Jim Sundahl's Letter to CPSC
on its Bicycle
Summary: A 1998 letter from Bell engineer Jim Sundahl pleading for testing with lighter headforms for child sizes. The ASTM F1892 standard adopted his solution, but CPSC did not, and child helmets are still tested with headforms that are too heavy to be realistic. The result is stiffer helmets than necessary for toddlers.
6350 San Ignacio
San Jose, CA 95119
U.S. Consumer Product Safety Commission
c/o Scott Heh
Directorate for Engineering Sciences
Washington, DC 20207
Dear Sirs and Madams
We are very happy that the "Safety Standard for Bicycle Helmets"
is ready to be finalized and approved. It has been a long and
difficult process. Scott Heh and his staff should be congratulated for
the effort they applied along the way. We also thank the commission for
providing a process that involved industry and consumer advocate groups.
Moreover, the ASTM bicycle helmet task group, which I chair, has been
allowed to be influential in this process. The ASTM group is comprised of
industry, independent test lab people, medical people, consumer advocates, a lawyer
and, of course, Scott Heh. We hope that this new standard is implemented
as quickly as possible.
However, there is one change in this last draft standard that
we strongly oppose: The change of test headform mass to 5 kg for
infants/toddlers. I have been a strong advocate of lower headform
mass for years and feel that I have more information than is indicated
in tab D of the briefing package. Moreover, the ASTM standard
for infants and toddlers that I drafted would have been in effect
at least one year ago if not for administrative over sight at ASTM. It
is now approved and going forward with a mass of 3.2 kg for the A size
headform and 4.0 kg for the E size headform. We have no field experience
with helmets designed to these weights under the ASTM standard because
of this delay.
We do have other field experience. The Department of Transportation,
DOT, safety standard for motorcycle helmets, F.M.V.S.S. 218, has
used 3.5 kg for the small headform for adults or children, for
many years. Every study of the effectiveness of this standard has
corroborated it. In no instance has evidence been raised that
the small headform causes helmets that are too soft. The liners
in motorcycle helmets are typically in the 2.4 to 3.0 pound per
cubic feet density range whereas liners for bicycle helmets, adult
or infant, are typically 5.0 and up.
Another source of field experience is our experience with damaged
helmets returned to customer service. We pioneered infant/toddler
bicycle helmets beginning in the early '80's. We developed the
first Lil Bell Shell in the absence of bicycle helmet standards.

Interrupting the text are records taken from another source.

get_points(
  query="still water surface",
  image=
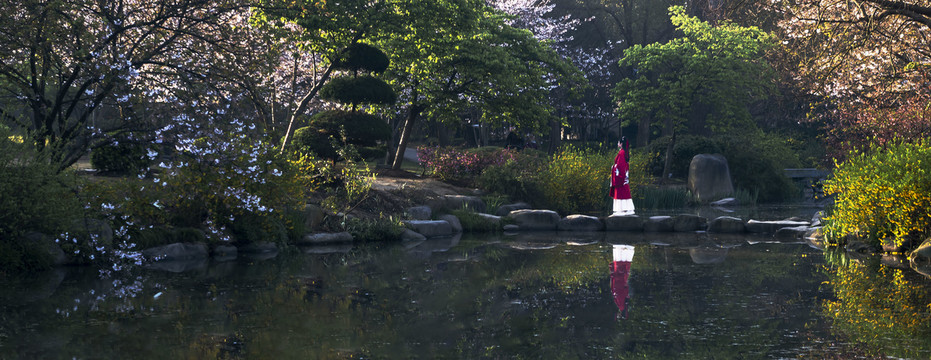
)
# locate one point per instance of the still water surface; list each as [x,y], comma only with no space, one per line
[532,295]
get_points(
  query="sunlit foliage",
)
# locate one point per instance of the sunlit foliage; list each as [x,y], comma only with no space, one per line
[884,195]
[881,307]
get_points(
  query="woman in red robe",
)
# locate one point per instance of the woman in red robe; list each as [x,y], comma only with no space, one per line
[620,181]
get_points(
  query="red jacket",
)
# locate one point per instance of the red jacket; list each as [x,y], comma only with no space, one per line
[620,182]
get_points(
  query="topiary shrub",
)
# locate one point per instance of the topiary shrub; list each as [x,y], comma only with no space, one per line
[121,158]
[361,129]
[361,56]
[363,89]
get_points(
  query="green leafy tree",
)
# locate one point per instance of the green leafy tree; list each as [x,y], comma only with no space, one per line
[702,81]
[464,55]
[67,62]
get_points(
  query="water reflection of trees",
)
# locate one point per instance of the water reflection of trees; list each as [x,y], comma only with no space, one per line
[887,309]
[480,299]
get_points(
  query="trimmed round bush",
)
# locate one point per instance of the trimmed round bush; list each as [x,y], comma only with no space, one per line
[361,129]
[362,57]
[358,90]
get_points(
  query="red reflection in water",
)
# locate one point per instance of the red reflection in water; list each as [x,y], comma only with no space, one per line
[620,273]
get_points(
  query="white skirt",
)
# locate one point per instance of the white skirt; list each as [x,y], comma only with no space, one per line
[623,206]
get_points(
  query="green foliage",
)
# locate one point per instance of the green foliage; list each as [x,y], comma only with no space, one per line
[34,196]
[380,229]
[325,127]
[756,161]
[883,195]
[454,163]
[652,197]
[251,227]
[686,147]
[356,90]
[122,158]
[245,190]
[515,178]
[360,56]
[577,180]
[709,75]
[164,235]
[880,307]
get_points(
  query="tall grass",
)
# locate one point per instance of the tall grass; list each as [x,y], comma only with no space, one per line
[652,197]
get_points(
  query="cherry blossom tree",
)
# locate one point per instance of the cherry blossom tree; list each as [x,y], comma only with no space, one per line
[68,61]
[866,63]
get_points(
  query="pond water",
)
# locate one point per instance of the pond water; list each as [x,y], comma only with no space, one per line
[530,295]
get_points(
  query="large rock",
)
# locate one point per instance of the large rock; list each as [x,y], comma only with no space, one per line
[99,231]
[325,238]
[506,209]
[623,223]
[726,225]
[659,224]
[580,223]
[535,219]
[710,177]
[260,248]
[419,213]
[411,235]
[430,228]
[770,227]
[689,222]
[491,219]
[453,222]
[456,202]
[176,252]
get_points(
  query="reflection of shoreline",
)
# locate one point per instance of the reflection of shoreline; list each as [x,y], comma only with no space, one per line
[622,256]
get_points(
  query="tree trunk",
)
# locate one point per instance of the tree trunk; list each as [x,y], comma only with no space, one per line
[643,132]
[555,136]
[412,115]
[667,165]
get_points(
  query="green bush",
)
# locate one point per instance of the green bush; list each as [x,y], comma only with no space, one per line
[577,180]
[882,195]
[33,197]
[687,146]
[757,164]
[251,228]
[360,129]
[517,177]
[122,158]
[358,90]
[361,56]
[652,197]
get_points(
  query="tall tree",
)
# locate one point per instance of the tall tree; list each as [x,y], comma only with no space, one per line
[323,31]
[458,54]
[866,64]
[64,59]
[702,81]
[861,49]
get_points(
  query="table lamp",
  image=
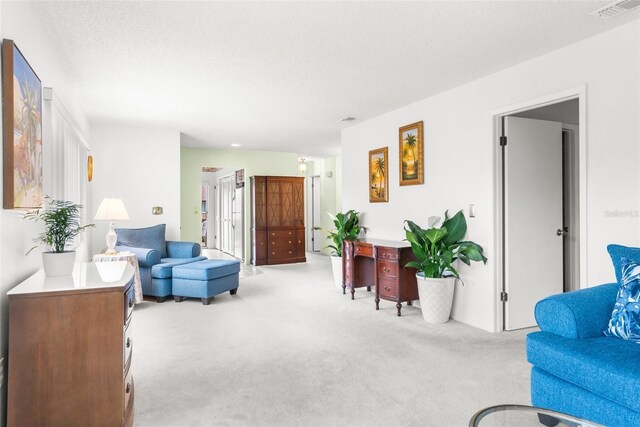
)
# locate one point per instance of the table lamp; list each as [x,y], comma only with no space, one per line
[111,210]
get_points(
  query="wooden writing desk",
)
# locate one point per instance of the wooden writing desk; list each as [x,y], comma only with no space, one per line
[380,263]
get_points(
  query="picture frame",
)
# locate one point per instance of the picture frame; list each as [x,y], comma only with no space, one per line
[22,135]
[379,175]
[411,154]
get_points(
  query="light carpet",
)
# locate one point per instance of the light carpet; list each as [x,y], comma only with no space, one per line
[290,350]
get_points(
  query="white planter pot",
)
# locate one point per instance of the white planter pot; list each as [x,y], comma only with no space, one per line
[58,264]
[336,264]
[436,298]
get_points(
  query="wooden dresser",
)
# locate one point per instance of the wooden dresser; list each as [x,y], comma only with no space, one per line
[70,348]
[277,220]
[380,263]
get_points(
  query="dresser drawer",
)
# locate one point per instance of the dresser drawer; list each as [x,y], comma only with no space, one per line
[282,234]
[128,391]
[387,253]
[128,346]
[388,288]
[363,250]
[387,268]
[129,301]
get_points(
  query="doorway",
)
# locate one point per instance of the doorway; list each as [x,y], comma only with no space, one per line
[225,219]
[540,229]
[316,216]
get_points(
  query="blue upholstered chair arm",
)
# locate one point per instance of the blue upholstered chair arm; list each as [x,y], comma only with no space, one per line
[578,314]
[182,249]
[146,257]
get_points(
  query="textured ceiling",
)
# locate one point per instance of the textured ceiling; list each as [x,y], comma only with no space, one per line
[277,76]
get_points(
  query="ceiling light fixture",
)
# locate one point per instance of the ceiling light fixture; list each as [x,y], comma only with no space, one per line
[616,8]
[347,119]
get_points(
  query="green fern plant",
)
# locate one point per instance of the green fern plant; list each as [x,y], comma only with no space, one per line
[61,224]
[436,248]
[347,227]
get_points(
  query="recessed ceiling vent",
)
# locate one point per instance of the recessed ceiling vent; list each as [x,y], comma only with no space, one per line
[616,8]
[350,119]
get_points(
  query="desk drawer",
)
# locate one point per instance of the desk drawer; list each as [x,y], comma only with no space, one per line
[363,250]
[282,234]
[387,268]
[388,288]
[387,253]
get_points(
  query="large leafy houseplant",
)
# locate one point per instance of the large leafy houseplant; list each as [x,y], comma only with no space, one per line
[61,224]
[436,248]
[347,227]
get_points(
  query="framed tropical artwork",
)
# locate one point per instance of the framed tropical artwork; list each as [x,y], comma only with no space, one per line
[22,124]
[411,154]
[378,176]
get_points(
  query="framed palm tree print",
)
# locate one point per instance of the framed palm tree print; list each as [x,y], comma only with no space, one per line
[22,123]
[411,154]
[378,176]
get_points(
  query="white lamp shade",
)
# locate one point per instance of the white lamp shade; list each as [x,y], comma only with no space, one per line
[112,210]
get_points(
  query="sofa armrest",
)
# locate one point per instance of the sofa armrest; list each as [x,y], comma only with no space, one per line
[182,249]
[578,314]
[146,257]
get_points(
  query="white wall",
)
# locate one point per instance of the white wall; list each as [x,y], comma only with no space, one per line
[459,162]
[141,167]
[20,23]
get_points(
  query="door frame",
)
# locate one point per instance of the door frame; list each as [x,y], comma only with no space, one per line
[580,93]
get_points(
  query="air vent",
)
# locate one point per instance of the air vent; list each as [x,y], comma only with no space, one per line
[616,8]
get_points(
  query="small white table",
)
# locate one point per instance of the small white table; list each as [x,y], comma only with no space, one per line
[131,259]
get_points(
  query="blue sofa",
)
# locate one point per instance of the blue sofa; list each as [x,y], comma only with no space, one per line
[156,257]
[576,369]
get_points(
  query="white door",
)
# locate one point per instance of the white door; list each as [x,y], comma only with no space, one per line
[227,187]
[316,219]
[533,216]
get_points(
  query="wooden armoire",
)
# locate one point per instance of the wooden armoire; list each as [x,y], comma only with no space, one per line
[277,220]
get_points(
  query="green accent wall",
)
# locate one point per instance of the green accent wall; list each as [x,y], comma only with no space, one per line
[253,162]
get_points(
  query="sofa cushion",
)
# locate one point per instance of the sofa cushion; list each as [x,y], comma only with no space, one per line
[149,237]
[617,252]
[164,269]
[207,270]
[625,318]
[605,366]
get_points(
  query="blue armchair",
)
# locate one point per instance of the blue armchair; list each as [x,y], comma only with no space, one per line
[576,369]
[156,257]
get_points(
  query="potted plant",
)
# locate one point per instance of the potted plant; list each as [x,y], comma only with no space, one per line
[436,250]
[61,225]
[346,228]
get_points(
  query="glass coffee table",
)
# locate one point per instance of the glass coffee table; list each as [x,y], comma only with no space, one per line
[525,416]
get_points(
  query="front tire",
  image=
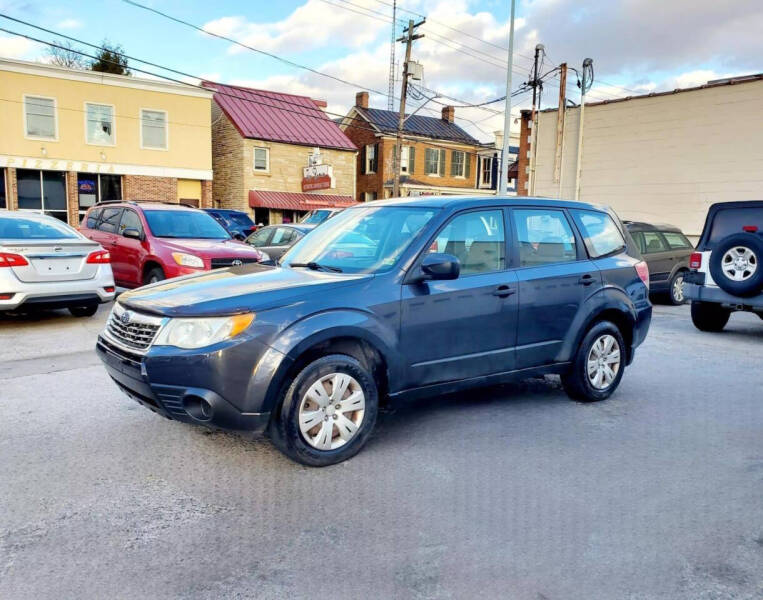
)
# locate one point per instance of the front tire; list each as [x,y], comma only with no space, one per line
[328,411]
[598,365]
[87,310]
[709,317]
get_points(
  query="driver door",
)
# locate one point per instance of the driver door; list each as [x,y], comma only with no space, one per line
[466,327]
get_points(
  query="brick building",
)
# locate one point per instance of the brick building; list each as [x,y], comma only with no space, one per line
[71,138]
[438,157]
[277,156]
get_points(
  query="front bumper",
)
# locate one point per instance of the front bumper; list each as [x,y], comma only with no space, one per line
[180,392]
[705,293]
[56,294]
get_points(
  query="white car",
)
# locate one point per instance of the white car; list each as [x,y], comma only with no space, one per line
[47,264]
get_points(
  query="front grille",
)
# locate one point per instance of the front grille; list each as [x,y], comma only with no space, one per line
[219,263]
[135,331]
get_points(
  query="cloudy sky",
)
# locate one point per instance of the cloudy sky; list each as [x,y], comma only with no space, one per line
[637,45]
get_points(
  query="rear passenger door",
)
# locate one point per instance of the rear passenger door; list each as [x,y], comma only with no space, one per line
[555,279]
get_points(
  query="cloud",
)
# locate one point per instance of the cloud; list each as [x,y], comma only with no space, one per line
[69,24]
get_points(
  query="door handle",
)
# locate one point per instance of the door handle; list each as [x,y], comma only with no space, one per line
[503,291]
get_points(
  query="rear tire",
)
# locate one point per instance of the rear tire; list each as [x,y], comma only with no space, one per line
[87,310]
[598,365]
[709,317]
[320,433]
[153,275]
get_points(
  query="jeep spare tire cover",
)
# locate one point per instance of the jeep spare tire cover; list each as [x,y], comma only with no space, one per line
[736,264]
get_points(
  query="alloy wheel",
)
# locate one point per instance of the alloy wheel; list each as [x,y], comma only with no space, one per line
[331,411]
[739,263]
[603,361]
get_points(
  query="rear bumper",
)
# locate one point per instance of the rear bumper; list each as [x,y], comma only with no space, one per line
[187,403]
[56,294]
[704,293]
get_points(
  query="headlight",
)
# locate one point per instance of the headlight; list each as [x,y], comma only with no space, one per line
[188,260]
[196,333]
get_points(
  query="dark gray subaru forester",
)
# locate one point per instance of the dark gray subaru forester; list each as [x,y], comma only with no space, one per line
[387,299]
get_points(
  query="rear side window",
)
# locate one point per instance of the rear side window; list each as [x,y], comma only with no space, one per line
[676,241]
[110,220]
[731,220]
[92,218]
[544,237]
[600,234]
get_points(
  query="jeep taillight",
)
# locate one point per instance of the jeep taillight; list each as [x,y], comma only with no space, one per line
[643,272]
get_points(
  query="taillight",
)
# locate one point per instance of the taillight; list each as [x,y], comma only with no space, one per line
[7,259]
[643,272]
[99,257]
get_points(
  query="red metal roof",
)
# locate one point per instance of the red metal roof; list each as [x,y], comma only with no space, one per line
[297,201]
[265,115]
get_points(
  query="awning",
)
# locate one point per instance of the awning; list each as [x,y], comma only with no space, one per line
[297,201]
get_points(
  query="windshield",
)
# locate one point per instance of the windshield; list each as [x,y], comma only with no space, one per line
[186,224]
[17,228]
[316,217]
[361,240]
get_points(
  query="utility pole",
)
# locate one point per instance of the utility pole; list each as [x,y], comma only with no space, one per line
[391,88]
[560,115]
[535,83]
[584,87]
[503,172]
[409,38]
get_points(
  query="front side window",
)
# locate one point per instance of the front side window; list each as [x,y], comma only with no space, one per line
[261,159]
[153,129]
[477,239]
[40,115]
[99,119]
[185,224]
[369,239]
[435,162]
[544,237]
[600,234]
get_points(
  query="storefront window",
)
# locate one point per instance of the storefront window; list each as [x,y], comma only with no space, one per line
[100,124]
[94,187]
[42,191]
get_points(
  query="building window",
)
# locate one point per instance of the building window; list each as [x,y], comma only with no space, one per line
[407,159]
[94,187]
[435,162]
[40,117]
[261,160]
[99,124]
[153,129]
[486,173]
[372,162]
[3,201]
[42,191]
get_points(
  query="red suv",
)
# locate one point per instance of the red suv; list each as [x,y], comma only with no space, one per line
[149,242]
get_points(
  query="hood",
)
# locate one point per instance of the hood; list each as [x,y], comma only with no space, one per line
[211,248]
[235,290]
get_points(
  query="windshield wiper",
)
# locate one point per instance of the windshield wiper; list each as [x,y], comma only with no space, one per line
[316,266]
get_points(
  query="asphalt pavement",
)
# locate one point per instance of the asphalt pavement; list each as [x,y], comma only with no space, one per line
[508,492]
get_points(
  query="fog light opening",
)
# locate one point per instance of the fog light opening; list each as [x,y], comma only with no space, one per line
[197,407]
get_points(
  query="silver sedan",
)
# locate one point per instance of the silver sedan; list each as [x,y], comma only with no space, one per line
[47,264]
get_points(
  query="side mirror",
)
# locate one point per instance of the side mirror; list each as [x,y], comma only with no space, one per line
[440,266]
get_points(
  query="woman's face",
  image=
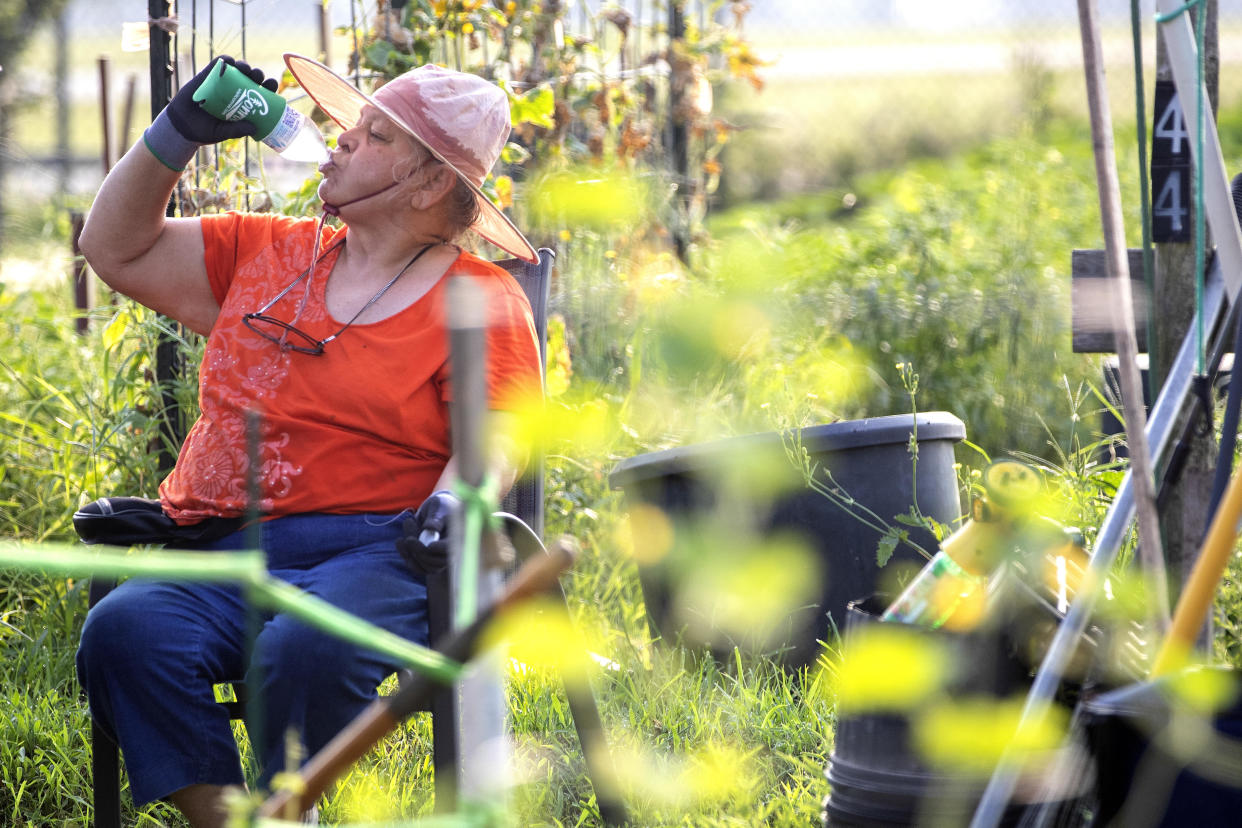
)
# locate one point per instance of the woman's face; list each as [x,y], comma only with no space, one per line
[369,158]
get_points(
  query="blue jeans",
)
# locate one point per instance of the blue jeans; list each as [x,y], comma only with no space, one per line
[152,651]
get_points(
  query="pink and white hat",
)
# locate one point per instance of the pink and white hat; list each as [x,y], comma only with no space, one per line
[462,119]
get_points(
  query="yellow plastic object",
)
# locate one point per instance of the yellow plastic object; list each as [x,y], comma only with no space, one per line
[1196,596]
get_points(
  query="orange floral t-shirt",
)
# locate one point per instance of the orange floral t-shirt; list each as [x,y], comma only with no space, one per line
[360,427]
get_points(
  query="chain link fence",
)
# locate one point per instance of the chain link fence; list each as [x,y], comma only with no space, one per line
[848,86]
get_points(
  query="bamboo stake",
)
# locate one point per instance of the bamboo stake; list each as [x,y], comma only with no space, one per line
[1200,590]
[1150,553]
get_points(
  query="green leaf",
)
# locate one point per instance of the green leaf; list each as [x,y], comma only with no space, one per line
[886,548]
[116,330]
[535,107]
[514,153]
[378,54]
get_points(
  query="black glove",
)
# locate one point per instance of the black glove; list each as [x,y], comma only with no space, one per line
[424,538]
[196,123]
[184,126]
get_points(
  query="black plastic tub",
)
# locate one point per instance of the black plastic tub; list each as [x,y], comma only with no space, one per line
[866,459]
[1140,780]
[878,777]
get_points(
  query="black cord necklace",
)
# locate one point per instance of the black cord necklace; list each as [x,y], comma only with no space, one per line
[260,322]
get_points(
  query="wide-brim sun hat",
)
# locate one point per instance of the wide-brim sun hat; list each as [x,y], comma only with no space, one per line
[462,119]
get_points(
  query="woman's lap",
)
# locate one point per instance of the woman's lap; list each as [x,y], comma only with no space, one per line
[152,651]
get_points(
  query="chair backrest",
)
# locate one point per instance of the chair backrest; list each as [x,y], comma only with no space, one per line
[525,498]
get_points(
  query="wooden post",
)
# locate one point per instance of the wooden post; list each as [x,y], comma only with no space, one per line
[1184,505]
[127,116]
[1119,274]
[62,104]
[324,34]
[104,113]
[677,132]
[168,354]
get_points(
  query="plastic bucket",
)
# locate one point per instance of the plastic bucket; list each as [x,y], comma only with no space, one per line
[866,459]
[876,772]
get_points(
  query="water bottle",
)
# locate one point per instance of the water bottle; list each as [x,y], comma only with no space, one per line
[229,94]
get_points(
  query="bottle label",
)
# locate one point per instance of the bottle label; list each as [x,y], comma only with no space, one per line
[244,104]
[286,130]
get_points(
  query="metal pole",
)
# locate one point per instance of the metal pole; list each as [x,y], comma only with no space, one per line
[482,723]
[168,355]
[81,276]
[1150,551]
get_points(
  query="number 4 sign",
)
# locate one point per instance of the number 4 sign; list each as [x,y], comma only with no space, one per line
[1170,168]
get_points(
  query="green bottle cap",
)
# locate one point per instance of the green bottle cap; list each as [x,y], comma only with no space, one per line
[229,94]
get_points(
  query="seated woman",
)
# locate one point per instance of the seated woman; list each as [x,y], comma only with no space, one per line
[335,337]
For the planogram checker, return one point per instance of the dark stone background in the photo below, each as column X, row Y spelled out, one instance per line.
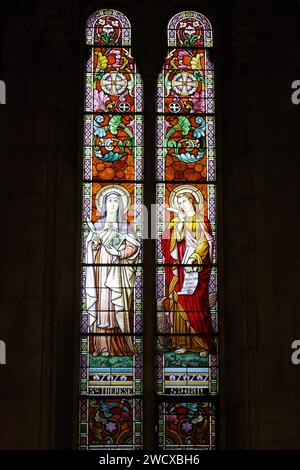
column 41, row 60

We followed our intuition, experience and test data. We pushed
ourselves up to 4# density just to make the helmets sturdier and
more dent resistant in handling. We didn't think that was too
high. Since then we have sold hundreds of thousands of infant/toddler
helmets. At times standards and design details have
forced us as high as 5.75#. We now run at 5# for all infant model
helmets. In all this time, with all these models, we have never
seen an infant toddler helmet that was anywhere near bottoming
out. Moreover, I collected damaged infant/toddler helmets for
several months in 1995. Not only did I not see bottomed out helmets,
I didn't see any helmet showing signs of crushing on the inside.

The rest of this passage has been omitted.